ヨーロッパに流入したアジアと新世界の商品

18世紀には、インドから綿織物(インドキャラコ)の輸入が増え、ヨーロッパ各地でその需要は大きく拡大した。

ヨーロッパは、当初は奢侈品として新世界からは砂糖とコーヒーを輸入した。このどちらもアジアが原産であったが、ヨーロッパ諸国は新世界でこれらの商品を生産し、それをヨーロッパに輸入するシステムの構築に成功したのだ。

ヨーロッパは高緯度に位置し、その植生は貧しい。熱帯ないし亜熱帯地方での栽培に適した砂糖、コーヒー、紅茶は、当然ヨーロッパ内部で生産されるはずもなく、植民地から輸入された。ヨーロッパが帝国主義政策をとった理由の一端は、ここに見いだされる。

ヨーロッパ人は、このような舶来品を購入するために一生懸命に働いた。彼らは、海外から輸入される商品(舶来品)を購入し、生活水準を上昇させるために働いたのである。当初上流階級だけしか消費できなかったものが、だんだんと一般の人々の手に入るものになった。
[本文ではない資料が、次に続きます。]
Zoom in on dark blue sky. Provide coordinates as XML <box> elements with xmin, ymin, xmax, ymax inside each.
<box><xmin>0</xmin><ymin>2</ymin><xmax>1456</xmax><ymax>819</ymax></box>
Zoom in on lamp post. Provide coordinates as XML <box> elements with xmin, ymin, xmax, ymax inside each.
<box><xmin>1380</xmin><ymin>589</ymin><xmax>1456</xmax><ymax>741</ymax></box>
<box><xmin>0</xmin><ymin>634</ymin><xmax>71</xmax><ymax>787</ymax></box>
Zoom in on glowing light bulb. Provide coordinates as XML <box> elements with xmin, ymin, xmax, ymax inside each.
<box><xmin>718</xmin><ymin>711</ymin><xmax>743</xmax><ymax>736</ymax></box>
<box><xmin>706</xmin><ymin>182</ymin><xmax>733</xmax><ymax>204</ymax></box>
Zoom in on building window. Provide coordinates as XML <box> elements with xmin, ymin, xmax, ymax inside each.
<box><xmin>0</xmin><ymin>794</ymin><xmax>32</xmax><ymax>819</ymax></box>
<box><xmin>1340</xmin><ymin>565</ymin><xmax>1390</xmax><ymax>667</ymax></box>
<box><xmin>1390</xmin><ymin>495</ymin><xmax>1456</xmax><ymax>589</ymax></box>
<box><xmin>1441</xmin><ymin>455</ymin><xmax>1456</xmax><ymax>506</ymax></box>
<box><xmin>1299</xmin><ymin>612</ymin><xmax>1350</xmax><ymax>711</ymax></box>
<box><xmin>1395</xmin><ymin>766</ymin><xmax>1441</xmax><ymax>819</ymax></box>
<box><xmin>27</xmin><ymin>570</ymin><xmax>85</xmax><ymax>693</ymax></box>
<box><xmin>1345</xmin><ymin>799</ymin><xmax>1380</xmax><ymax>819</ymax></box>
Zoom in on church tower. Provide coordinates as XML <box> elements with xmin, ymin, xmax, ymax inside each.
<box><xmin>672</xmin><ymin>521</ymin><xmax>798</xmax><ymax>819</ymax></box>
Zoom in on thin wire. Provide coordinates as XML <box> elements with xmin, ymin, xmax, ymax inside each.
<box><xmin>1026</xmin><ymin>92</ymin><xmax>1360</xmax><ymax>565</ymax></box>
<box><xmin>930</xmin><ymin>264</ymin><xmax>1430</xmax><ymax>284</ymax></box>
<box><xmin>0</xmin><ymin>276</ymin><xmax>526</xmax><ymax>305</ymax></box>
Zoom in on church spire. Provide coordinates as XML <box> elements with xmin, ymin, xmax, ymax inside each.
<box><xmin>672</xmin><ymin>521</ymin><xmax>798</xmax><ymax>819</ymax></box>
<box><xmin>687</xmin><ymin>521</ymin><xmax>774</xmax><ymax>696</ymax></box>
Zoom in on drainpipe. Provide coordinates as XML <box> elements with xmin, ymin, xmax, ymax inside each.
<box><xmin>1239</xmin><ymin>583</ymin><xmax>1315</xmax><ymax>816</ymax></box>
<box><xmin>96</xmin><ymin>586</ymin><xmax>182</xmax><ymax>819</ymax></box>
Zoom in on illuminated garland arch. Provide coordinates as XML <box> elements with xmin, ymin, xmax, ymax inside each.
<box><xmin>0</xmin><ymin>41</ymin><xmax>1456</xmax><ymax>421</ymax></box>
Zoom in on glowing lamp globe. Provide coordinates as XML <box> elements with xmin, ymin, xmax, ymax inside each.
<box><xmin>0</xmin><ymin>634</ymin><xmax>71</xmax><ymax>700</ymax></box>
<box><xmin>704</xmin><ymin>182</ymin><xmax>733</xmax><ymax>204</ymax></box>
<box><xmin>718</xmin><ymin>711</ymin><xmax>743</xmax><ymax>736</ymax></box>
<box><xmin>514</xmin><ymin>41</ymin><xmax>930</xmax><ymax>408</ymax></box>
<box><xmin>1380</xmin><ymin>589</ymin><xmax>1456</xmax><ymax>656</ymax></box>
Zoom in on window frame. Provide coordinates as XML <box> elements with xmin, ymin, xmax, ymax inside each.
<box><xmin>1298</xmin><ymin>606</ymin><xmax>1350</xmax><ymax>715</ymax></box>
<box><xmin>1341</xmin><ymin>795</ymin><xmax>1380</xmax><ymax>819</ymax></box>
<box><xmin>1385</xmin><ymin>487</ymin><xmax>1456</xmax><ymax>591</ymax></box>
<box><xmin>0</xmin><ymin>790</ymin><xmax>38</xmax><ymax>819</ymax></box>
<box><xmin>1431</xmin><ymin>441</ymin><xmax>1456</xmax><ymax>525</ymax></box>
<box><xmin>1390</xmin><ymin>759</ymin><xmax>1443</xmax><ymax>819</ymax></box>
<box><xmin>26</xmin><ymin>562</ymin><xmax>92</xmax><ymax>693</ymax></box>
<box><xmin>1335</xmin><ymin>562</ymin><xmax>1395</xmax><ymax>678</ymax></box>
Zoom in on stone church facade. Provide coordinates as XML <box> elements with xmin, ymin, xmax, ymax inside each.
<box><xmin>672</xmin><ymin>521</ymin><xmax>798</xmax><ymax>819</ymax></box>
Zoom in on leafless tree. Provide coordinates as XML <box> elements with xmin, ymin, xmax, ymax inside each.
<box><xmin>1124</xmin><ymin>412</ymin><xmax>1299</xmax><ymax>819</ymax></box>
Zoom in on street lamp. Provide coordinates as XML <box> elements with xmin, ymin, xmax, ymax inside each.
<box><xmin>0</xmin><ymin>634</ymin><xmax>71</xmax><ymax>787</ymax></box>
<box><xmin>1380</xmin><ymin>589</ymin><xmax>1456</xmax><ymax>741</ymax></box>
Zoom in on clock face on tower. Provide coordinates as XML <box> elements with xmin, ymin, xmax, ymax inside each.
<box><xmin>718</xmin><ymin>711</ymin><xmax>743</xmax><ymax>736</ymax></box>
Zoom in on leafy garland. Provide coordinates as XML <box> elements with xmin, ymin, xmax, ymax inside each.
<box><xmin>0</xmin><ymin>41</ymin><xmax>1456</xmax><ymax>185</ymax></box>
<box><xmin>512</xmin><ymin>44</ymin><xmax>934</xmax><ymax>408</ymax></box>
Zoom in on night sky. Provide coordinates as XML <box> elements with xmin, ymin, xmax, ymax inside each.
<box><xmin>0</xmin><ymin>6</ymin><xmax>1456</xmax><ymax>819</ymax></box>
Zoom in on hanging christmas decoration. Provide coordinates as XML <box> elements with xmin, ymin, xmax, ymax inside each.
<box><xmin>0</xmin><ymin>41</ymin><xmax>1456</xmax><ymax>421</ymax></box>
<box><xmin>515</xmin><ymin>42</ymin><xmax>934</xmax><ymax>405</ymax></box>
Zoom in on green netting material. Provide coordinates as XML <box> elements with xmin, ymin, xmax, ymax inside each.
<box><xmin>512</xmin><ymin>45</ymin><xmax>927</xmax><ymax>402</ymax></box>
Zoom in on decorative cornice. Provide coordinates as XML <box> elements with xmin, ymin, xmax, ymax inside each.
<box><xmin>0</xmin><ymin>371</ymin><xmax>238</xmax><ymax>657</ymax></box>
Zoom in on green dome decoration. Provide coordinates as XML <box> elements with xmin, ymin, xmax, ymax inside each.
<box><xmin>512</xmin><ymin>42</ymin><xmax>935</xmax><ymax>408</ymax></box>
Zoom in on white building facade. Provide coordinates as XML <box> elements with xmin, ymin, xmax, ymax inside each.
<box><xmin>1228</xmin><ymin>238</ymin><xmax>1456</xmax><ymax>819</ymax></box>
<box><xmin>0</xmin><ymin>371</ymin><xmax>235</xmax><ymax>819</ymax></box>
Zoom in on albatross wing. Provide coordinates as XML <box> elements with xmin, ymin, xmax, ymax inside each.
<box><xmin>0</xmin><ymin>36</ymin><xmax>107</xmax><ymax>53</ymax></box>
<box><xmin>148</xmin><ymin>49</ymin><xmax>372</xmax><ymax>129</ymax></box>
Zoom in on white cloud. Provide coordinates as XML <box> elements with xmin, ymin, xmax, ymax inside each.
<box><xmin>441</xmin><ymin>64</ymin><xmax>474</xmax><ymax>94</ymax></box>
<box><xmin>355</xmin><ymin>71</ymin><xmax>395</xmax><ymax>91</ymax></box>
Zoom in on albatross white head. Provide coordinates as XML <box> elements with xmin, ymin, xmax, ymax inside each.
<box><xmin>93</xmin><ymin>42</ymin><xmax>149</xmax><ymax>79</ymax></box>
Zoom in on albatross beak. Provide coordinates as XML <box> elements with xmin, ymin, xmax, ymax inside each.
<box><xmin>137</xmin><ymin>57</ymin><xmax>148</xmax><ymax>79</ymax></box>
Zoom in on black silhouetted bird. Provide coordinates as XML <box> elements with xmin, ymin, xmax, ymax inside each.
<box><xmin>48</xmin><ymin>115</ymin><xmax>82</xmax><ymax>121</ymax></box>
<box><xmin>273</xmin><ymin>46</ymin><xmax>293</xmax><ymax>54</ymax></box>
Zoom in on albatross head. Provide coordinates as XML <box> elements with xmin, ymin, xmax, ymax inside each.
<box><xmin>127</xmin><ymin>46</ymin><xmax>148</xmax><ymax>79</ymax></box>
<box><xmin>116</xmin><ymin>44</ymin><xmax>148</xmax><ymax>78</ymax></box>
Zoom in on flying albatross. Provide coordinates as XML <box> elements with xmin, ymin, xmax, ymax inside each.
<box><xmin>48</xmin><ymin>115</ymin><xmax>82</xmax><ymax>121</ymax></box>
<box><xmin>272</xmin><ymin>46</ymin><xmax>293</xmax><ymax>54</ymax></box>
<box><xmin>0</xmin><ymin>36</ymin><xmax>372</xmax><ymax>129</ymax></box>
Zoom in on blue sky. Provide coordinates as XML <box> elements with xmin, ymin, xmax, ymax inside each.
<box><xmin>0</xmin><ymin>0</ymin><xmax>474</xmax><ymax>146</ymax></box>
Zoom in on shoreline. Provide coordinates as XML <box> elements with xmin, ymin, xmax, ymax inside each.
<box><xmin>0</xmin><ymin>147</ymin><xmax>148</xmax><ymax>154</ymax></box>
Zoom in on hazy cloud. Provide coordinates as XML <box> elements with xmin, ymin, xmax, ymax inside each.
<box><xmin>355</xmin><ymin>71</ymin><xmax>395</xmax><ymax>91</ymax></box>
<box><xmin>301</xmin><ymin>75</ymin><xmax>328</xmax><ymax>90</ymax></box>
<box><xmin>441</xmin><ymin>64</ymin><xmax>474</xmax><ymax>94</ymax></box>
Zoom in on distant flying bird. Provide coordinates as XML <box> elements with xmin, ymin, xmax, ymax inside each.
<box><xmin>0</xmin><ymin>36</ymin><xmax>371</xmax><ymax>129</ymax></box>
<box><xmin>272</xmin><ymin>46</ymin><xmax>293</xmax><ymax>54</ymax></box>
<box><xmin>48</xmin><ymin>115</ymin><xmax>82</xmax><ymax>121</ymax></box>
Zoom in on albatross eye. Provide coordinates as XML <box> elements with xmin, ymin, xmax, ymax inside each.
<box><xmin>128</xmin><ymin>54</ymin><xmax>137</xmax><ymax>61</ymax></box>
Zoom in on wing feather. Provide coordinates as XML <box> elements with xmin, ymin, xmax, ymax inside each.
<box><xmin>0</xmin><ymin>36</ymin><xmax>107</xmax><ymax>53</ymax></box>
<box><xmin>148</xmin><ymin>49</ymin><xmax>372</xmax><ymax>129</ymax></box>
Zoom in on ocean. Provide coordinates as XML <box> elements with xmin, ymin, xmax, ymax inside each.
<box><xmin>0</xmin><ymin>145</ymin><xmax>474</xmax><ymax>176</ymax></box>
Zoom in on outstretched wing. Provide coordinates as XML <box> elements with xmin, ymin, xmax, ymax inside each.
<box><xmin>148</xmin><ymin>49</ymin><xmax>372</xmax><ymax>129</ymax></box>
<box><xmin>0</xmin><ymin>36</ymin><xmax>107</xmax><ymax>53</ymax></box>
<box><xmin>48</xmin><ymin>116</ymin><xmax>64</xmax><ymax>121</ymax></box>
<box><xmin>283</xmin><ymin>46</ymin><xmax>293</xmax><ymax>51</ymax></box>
それは、ヨーロッパ全体の生活水準の上昇と、経済成長を意味した。

江戸時代の日本は、鎖国をしていた。「鎖国」というと完全に海外と断交したように思われるかもしれないが、実際には、当時の日本は完全に国を閉ざしたわけではなかった。日本は、当時のアジアでよく見られたような「海禁政策」、つまり民間の自由な貿易を禁じ、国家が貿易を管理する体制をとったのである。

日本は、長崎、対馬、薩摩、松前の「四つの口」を通じて海外とつながっており、幕府の管理下で貿易が行われていた。

17世紀の初め頃の日本は、中国から綿、砂糖、生糸、茶などを輸入しており、貿易収支は赤字であった。それを補填するため、日本は銀を輸出していた。17世紀前半の日本の銀産出高は、世界の三分の一を占めていたともいわれており、日本に大量の銀があるうちは問題なかったが、あまりに大量の銀が流出し、また国内の金山や銀山の産出量が大きく減少したため、国内で使用する銀が不足してしまった。そのため幕府は、金や銀の海外流出を完全にストップさせた。そのために日本経済は大転換を余儀なくされたのである。